It’s time for Scottish universities to challenge the traditional view of a Scottish degree
The traditional Scottish university degree is becoming outdated, and according to James Fraser, Principal and Vice-Chancellor at the University of the Highlands and Islands, Scottish universities must challenge themselves to meet the needs of 21st century students in the global society.
“Today’s students may not want to study for three or four years for a degree, staying and socialising with their peers in one place,” he explained. “They do not have to attend a university to access university degrees.”
With technology leading the globalisation of universities, students can choose to learn from home or work by a mixture of face to face teaching, videoconferencing or online.

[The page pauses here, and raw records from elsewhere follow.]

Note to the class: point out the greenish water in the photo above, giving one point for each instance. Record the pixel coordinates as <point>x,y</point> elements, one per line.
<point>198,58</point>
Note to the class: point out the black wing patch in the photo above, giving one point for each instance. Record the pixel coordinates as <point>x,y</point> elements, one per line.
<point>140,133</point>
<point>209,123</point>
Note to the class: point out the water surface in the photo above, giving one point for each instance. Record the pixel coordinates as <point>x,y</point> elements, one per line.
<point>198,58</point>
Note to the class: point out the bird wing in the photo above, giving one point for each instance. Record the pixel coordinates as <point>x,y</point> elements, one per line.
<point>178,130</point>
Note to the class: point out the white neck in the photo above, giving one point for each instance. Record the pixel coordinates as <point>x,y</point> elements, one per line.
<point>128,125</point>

“The changes in technology, economic and social change and the globalisation of education have undoubtedly opened up an adaptive space for universities to explore and, perhaps, exploit,” added James Fraser. “Indeed students can access university education free of charge by switching on their laptops, tablets or mobile phones!
“We have the opportunity to stretch and challenge the traditional concepts and paradigms of ‘a university’ in Scotland and beyond; to expand into that adaptive space and in doing so to meet the needs of learners, industry and society on not only a regional basis but also at national and global levels.”

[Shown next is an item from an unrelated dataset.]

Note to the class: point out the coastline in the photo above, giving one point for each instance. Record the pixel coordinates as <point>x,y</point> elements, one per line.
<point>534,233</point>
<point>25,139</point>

The University of the Highlands and Islands has already gained years of experience of delivering education in this way.
“There is no compelling reason for keeping this a secret within our borders –we can use our delivery mechanism to secure our share of the new global landscape,” added Mr Fraser.

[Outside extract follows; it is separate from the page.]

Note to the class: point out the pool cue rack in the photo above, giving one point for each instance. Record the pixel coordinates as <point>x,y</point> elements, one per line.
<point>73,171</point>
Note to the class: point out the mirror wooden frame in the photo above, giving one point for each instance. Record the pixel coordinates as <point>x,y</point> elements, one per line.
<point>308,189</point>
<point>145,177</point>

But, he warned, that in this new world Scottish higher education providers have to ensure the education experience they are offering is high quality and connected to the world of work so that the students can compete successfully as employees or as entrepreneurs.
“Scotland has a world acclaimed university system; we punch well above our population weight in teaching and in research. Our quality is excellent and we continue to attract acceptable volumes of students. But Scottish universities compete in this new world of highly accessible global education, where other world famous universities such as Harvard and Oxford already compete for students with iTunes U.
“We cannot simply stand still and continue to offer traditional study options to our students,” he explains. “We have to challenge the paradigm by re-examining what we do and offer our different customers not only what they need and want, but at the time they want it, and at the place they want it and in the way they want it – should that be long part-time study or shorter full-time study based on a 12 month academic year.”